Entre corps et mots, ce solo chorégraphique est «  un témoignage onirique qui brouille les pistes du réel pour dépasser ma propre histoire ; un témoignage de la complexité de ces héritages, les routes à inventer à partir d’eux… J’ai récolté des instants fondamentaux ou anodins mais qui tous soulèvent une incontournable recherche d’identité entre deux cultures. Les miens se situent entre Genève et Dakar ».

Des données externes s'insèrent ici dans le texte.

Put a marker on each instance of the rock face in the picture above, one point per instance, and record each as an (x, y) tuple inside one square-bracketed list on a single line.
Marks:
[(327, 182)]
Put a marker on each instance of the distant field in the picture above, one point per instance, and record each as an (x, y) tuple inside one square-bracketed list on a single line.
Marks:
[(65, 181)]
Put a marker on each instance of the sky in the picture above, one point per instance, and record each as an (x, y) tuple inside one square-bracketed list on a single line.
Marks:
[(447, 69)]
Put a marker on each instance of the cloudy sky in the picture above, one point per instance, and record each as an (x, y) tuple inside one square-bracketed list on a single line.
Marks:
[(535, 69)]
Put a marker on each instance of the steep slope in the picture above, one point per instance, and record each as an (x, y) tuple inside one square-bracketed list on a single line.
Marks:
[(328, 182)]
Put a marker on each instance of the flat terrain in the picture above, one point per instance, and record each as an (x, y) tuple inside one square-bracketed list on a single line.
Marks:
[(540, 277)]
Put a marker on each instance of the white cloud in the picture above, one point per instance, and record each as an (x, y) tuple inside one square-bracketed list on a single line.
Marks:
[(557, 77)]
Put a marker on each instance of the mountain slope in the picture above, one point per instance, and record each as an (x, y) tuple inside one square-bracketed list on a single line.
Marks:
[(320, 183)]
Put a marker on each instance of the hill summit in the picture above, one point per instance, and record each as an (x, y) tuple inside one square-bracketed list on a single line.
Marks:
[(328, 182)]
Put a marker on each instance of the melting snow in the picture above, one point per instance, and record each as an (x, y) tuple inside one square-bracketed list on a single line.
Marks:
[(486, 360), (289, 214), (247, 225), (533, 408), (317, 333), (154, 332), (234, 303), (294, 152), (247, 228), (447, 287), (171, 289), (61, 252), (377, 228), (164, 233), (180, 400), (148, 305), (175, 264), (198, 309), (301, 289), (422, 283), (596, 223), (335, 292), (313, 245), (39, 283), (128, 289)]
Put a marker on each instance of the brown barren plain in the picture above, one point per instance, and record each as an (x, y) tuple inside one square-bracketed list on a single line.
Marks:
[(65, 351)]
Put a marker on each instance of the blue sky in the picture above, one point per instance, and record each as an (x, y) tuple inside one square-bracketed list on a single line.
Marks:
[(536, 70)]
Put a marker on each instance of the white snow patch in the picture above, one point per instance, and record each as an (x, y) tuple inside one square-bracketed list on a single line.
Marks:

Une formation de comédienne  à l’école Florent, de danseuse, (professeur de danse contemporaine, Centre National de Danse), elle signe sa première mise en scène en 1998. Dans la continuité d’un parcours déjà riche en danse et théâtre, Fatima N’doye crée la compagnie « Le temps des Choses » en 2009.  Après des allers retours entre le théâtre et la danse, elle décide aujourd’hui d’orienter son travail vers une « collaboration de ces deux disciplines ».   

Ce spectacle a été présenté en Mai et Juin 2013 au Sénégal (festival Kaay Feec ; Institut français de Dakar). Au festival Duo solo Danse ( Saint-Louis Dakar). A Marseille ( semaine focus sur les femmes sénégalaises)juillet 2013. Au festival NIO-Fa théâtre Paris-Villette. Elle jouera 15 dates en avril au ciné-théâtre de la butte Montmartre à Paris. Fatima aimerait pouvoir se produire aux Antilles.